Specialized matrix decomposition

Radial basis function generated finite differences are a young numerical method for solving PDEs or performing interpolation on unstructured points in multiple dimensions. An approachable description of the method for solving PDEs can be found in the book by Fornberg and Flyer, A Primer on Radial Basis Functions with Applications to the Geosciences, SIAM, 2015, or alternatively, the article by the same authors, Solving PDEs with Radial Basis Functions, Acta Numerica, 24, 2015

(If I’m not mistaken the idea of using radial basis functions for function approximation is originally from MJD Powell , who is also the original author of COBYLA and other optimization algorithms available in PRIMA.)

Modern variations of the RBF-method involve solving dozens of small linear systems for the shape factors in the irregular stencils. The linear systems have the form,

\begin{bmatrix} A & P \\ P^T & 0 \end{bmatrix} \begin{bmatrix} \alpha \\ \beta \end{bmatrix} = \begin{bmatrix} L \phi \\ L p \end{bmatrix}

where A is a matrix with entries A_{ij} = \phi(|\boldsymbol{x}_i - \boldsymbol{x}_j|), that are the radial basus functions \phi(\bullet) (for instance \phi(r) = r^3), and P is a polynomial augmenation matrix. In 2-d this will usually be a Vandermonde-type matrix,

P = \begin{bmatrix} 1 & x_1 & y_1 & x_1^2 & x_1 y_1 & y_1^2 & \dots \\ \vdots & \vdots & \vdots & \vdots & \vdots & \vdots & \vdots \\ 1 & x_n & y_n & x_n^2 & x_n y_n & y_n^2 & \dots \end{bmatrix}

where the maximum order of the polynomial basis, n_P, determines the accuracy of the approximation.

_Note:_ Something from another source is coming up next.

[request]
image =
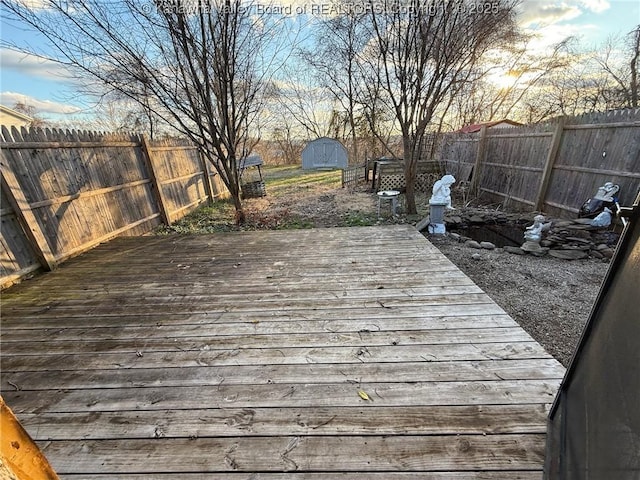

In Fortran pseudo-code, the setup of the matrix for a 2-d problem looks something like this:

integer, parameter :: npoly = 6
integer, parameter :: ix(npoly) = [0,1,0,2,1,0], &
                      iy(npoly) = [0,0,1,0,1,2]

real(wp) :: A(n,n), P(n,npoly), M(n+npoly,n+npoly)

 ! RBF part, A_ij = phi(|x_i - x_j|)
 A = phi( hypot(spread(x,1,n)-spread(x,2,n), &
                spread(y,1,n)-spread(y,2,n) )

 ! Polynomial part, P
 do k = 1, npoly
    P(1:n,k) = (x**ix(k)) * (y**iy(k))
 end do

 ! Full matrix, M = [A P; P^T 0]
 M(1:n,1:n) = A
 M(1:n,n+1:n+npoly) = P
 M(n+1:n+npoly,1:n) = transpose(P)
 M(n+1:n+npoly,n+1:n+npoly) = 0

The next step is to solve the RBF-FD system. In MATLAB this can be achieved with the backslash operator - M\rhs. In Fortran I’m using LAPACK directly:

! ... prepare M
np = n + npoly
call dgetrf(np, np, M, np, ipiv, info) ! factorize

! ... prepare RHS 
call dgetrs('N', np, 1, M, ldm, ipiv, rhs, np, info) ! solve

In practice, the dimensions of the matrices are n from 9 to 60, and npoly in the range 6-28 (sufficient for a sixth order accurate method in 2-d), so the individual matrices are not that large.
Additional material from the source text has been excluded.